Saturday, February 19, 2011

Steve Galluccio – Nice Italian boys DO write about gay life!

Funkytown had just reached the million dollar mark when I met with its happy screenwriter, Steve Galluccio, at a café off Boulevard Saint-Laurent this week. “For a film to make a million in just two weeks, especially one that’s not a comedy – it’s a drama and it’s a bit dark; it reaches a certain demographic – yeah, that’s a big deal.” By a certain demographic, that could mean me: a gay boy who danced and cruised from the mid-70s to the mid-80s on Stanley Street. In fact, my very first time in a “mixed” (gay and straight) bar, at age 18, was the Lime Light, the disco after which the film’s The Starlight was based.

One novel and daring aspect of the film is that it’s bilingual, just like the city it reflects. Subtitles help you out when French is spoken – even during gay gossip columnist’s fabulous Franglais, a switching back and forth between français and anglais (French and English) that Montrealers speak and love. C’est un fabulous way to carry on, n’est-ce pas?

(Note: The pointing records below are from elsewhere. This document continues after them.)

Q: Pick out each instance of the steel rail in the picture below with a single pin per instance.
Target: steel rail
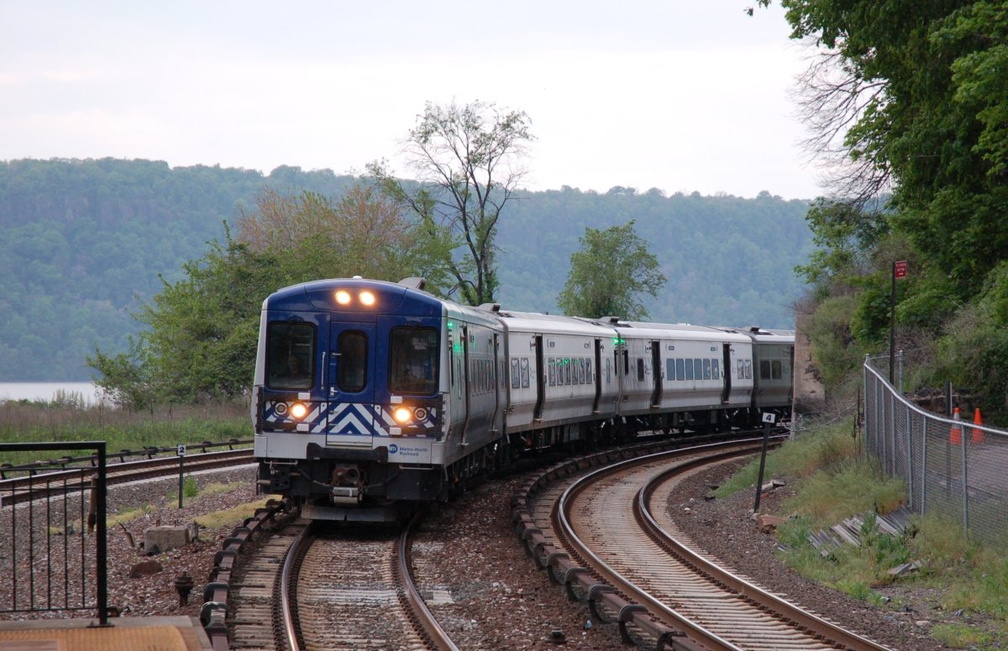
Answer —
(429, 627)
(788, 612)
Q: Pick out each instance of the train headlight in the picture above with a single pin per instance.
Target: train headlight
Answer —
(402, 415)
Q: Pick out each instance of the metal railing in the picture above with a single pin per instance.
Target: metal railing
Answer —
(953, 468)
(53, 553)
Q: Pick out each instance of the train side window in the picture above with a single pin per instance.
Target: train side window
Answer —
(352, 373)
(290, 355)
(412, 359)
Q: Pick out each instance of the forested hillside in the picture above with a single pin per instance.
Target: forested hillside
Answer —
(86, 244)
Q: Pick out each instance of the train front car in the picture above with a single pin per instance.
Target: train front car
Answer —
(352, 398)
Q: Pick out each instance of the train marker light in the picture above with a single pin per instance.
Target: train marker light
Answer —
(402, 415)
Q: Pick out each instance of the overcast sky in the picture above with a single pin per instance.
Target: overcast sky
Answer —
(680, 95)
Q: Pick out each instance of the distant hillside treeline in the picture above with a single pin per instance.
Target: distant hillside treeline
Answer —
(87, 242)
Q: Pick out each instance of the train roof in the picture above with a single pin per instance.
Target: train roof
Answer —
(681, 332)
(535, 321)
(764, 335)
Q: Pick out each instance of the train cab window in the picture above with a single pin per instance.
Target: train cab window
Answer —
(412, 358)
(290, 355)
(352, 371)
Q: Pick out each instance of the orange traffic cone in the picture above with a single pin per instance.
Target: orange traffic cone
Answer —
(978, 434)
(956, 431)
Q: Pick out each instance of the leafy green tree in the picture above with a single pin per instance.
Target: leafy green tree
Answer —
(916, 101)
(609, 273)
(468, 160)
(360, 233)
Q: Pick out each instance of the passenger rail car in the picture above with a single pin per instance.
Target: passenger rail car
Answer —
(370, 396)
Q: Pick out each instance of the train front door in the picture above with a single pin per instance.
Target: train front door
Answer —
(352, 379)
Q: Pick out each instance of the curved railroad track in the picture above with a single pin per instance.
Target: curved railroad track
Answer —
(333, 588)
(601, 537)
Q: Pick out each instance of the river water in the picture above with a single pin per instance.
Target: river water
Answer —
(47, 390)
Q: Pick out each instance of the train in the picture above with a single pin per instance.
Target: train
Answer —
(371, 397)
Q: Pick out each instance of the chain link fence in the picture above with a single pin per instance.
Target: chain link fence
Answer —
(953, 467)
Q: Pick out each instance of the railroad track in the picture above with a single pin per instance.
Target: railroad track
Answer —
(41, 484)
(600, 536)
(333, 588)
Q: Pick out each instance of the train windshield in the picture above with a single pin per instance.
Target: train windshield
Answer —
(353, 370)
(290, 355)
(413, 361)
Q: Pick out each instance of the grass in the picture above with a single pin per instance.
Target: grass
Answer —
(834, 482)
(65, 419)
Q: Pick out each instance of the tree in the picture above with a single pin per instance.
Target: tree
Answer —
(608, 274)
(361, 233)
(468, 160)
(202, 331)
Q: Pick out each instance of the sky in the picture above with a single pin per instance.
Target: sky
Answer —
(680, 95)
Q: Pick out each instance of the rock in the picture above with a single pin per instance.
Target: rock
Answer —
(160, 539)
(147, 567)
(768, 523)
(904, 569)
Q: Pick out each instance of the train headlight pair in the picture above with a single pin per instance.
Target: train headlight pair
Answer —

But the film isn’t just about dancing gay boys. Little did I know or care at the time, non-gays were also into disco in a big way; together the two groups made Montréal the number-two city for disco, after NYC of course. Steve’s script expertly wove main and sub-plots of fame, greed, drugs and yes – an Italian boy in denial about his homosexuality – that started, climaxed and resolved to leave me perfectly satisfied. Perhaps that sort of plot perfection comes from Steve’s roots in theatre, which he’ll revisit at this spring’s Montreal Fringe® festival as Master of Ceremonies. He helped get the Fringe Festival started “Twenty years ago! It seems surreal that it happened that long ago.”

His Mambo Italiano – which also was made into a hit film – was the longest-running show at Montréal’s Centaur Theatre to date. “There were over 200 shows in Montréal,” he said. “And Mambo’s been playing somewhere in the world ever since it started ten years ago. Right now it’s playing in Brazil, and soon in Kelowna and Vancouver.” It was translated into French by one of Canada’s most prominent – and also gay – playwrights, Michel Tremblay. Based on Steve’s own Italian upbringing, Mambo is a comedy about a young man and his equally Italian boyfriend and how they and their families cope – or don’t cope – with it all.

Something that Steve had in common with one of his characters was that he didn’t really come out until his mid-twenties. “There was a period when I was very lonely. I had no gay friends, I was Italian, not really meeting any gays.” So he was touched by the feedback he got from Italian gay boys about Mambo Italiano. “I get a lot of emails about Mambo – especially now on Facebook: ‘Thank you so much.’ ‘You helped me come out.’ ‘You changed my life.’ The movie brought [the subject] to the forefront that it was possible to be gay and Italian. No one ever talked about it before.”

Steve’s other works include the play In Piazza San Domenico, soon to be mounted in Germany, scripts for French-language TV comedy shows, and he created the comedy Ciao Bella – shot in French and then in English, also for TV.

His next project is a guide book to his favourite hangouts in Montréal, expected to come out later this year. But what’s Steve’s favourite hangout of all? At home with his partner of two years in western Saint-Laurent. “We’re building an extension. For my clothes,” he jokes. “Really, because I’m moving into his house, I wanted to have something that’s my own. But this is the first time in my life that I have a serious relationship. At fifty!”